CS111 Operating Systems (Winter 2012)

Lecture 15: Virtual Memory and Distributed Systems

Prepared by Kevin Calderone

Table of Contents



Virtual Memory



Page Faults


A page fault occurs when a program tries to access a virtual memory address that is currently not in RAM. This means the entry of this address in the page table currently isn't mapped to RAM.

RAM can be thought of as a cache for a much larger disk where the memory of the program actually resides. A page fault means that the data may be on disk, but it is not currently cached in RAM. The mapping from virtual addresses to actual memory is stored in the page table of the process.

The page table maps virtual addresses to physical memory addresses.

pmap(virtual address) -> memory address

Each process has its own page table in the kernel. Having a separate page table for each process is necessary for process isolation as they should not be allowed to stomp on each others memory.

Since each process has a different page table, there is not one pmap that will work for every process.
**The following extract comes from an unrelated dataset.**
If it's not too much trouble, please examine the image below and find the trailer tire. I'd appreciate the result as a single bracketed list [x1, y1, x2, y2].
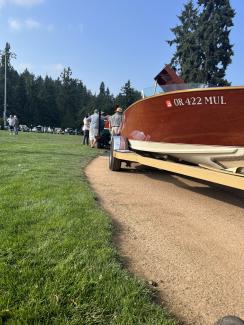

Every process will have its own pmap function, which will allow each process to use a different page table and possibly even page tables of different formats.

Question: Do threads have their own page table? No, all threads of a process share the same page table. The point of having threads is to be able to have multiple tasks operating on the same memory. Threads are supposed to be fast, so there would be a lot of overhead if the entire page table had to be copied whenever a thread was created. We also want context switching to be fast, so we want to avoid having to switch between page tables when a different thread starts to execute.

If there is not enough room in RAM the virtual pages will be stored on disk. To be able to handle a page fault we need to be able to tell where on disk the page is currently being stored.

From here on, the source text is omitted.